Gecenin on ikisi, karanlıkta, yalnız başına evine doğru yürüyordu Jeongin. Çalıştığı mağazasını kapatmak ona düşüyordu.
Changbin hyungunu ve Felix'i düşündü. Cidden bu kadar hızlı ilişkiye girerler mi?
Belki de Jeongin'in bu zamana kadar sevgilisi olmadığı için kıskanmıştır. Öpüşmeyi de bilmiyor, sevgiliyken nereye gidilip nasıl davranılacağını da bilmiyor.
Onun için sorun değil arkadaşları ona yeterdi. Changbin, belki Felix ve Hyunjin. Hyunjin? Çok aptal ve bu onun gülümsemesine sebep oluyordu. Onu güldürüyordu mesaj ve hareketleriyle. Fakat hoşlanıyor mu, bunu kendisi de bilmiyor.
Sokak lambalarıyla aydınlatılan sokaktan geçerken, arkada onun haricinde başka bir adım sesleri duyuldu.
Korktuğunuz zaman kalbiniz nasıl hızlı atarsa şu an Jeongin'in kalbi de öyleydi. Belki gider diye düşünüp yoluna devam ediyordu ama hayır, ısrarla Jeongin'in peşinden gidiyordu.
Eline telefonu alıp Hyunjin'e mesajlar atıyordu ama o da ısrarla bakmıyordu.
Artık adımlarını hızlandırmıştı ve gözleri çoktan dolmuştu. Hyunjin de bakmıyordu, ne yapacağını bilmiyor vaziyette.
Arkasına baktı ve uzun boylu, şapka takmış biriydi. Adımlarını daha da hızlandırdı. Adımlarını hızlandırdıkça arkasındaki de hızlanıyordu.
Jeongin korkudan sessizce ağlıyordu ve çoktan koşmaya başlamıştı. Arkasındaki de koşuyordu.
"Jeongin!"
Tanıdık ses duyunca arkasına bakmak istedi ama durmamalıydı. Hem ağlıyor, hem koşuyordu.

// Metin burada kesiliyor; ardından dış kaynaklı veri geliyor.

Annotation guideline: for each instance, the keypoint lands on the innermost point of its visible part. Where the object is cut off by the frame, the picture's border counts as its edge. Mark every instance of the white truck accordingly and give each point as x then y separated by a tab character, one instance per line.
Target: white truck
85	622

En sonunda bir ara sokağa girdi ve soluklanmaya başladı.
Arkasından aniden biri sarılınca gerçekten kalp krizi geçirdiğini zannetmişti.
"Sana kaç kere seslendim, duymuyor musun?"
Tabii ki Hyunjin. Başka kim olabilirdi? Jeongin ondan ayrılıp yüzüne baktı, emin olmak için. Hyunjin'di bu, gerçekten. Bir iç çekip sarıldı büyüğüne. Hala ağlıyordu çünkü gerçekten korkmuştu. Hyunjin ise gülüyordu çünkü eğlenmişti.
"Başka biri olduğunu zannetmiştim."
Hyunjin keyifle güldü ve o da Jeongin'e sarıldı.
"Üzgünüm, sadece şaka yapmak istedim."
Nedenini ikisi de bilmiyor ama Jeongin bunun üzerine daha çok ağlamıştı.
"Küçük bebek seni, ağlama çok üzgünüm."
Hyunjin'in de sesi endişeli çıkınca küçüğü ağlamayı kesmiş ve ayrılmıştı.
"Beni eve bırakır mısın?"
Hyunjin kafa salladı ve beraber ara sokaktan çıkıp Jeongin'in evine doğru yürümeye başladılar.
Hala korkuyordu Jeongin ama çaktırmıyordu. Sakince yanındakinin elini kavradı ve birbirine kenetledi. Utanmıştı bu yüzden sadece yola bakıyordu. Hyunjin ise şaşırıp bir ellerine bir de Jeongin'e bakıyordu. Jeongin tabii ki korktuğu için tutmuştu ve biraz da... yakınlaşmak için.
"Benden etkilendiğini biliyordum," dedi keyifle gülerken. Çok hoşlanıyordu sanırım.
"Hayır, korktuğum için tuttum elini. Ayrıca sen beni ağlattın."
Yanındaki görmese bile Hyunjin göz devirmişti.
"Özür dilerim, tamam mı? Ayrıca bundan ders almalısın! Tek başına gidince ne olacağını gördün."
İkisi de sustu. Jeongin'in evine varmışlardı.
"Teşekkür ederim."
Hyunjin gülümsedi.
"Her zaman."
Cesaretlenip içeri girmek üzere olan Jeongin'i durdu.
"Ayrıca bugün el ele tutuşurken..."
İç çekip dudaklarını bastırdı, bu kadar zor olamaz sanırım.
"Yakınlaştığımızı hissettim."
"Ben de..."
İkisi de birbirine gülümseyip ayrıldılar. Hyunjin bu gece daha çok umutlandı.
--
bu 2021de yazıldı ve 2024ten geliyorum vallahi değiştim artık böyle yazmıyom yeni okuyanlara uyarım budur.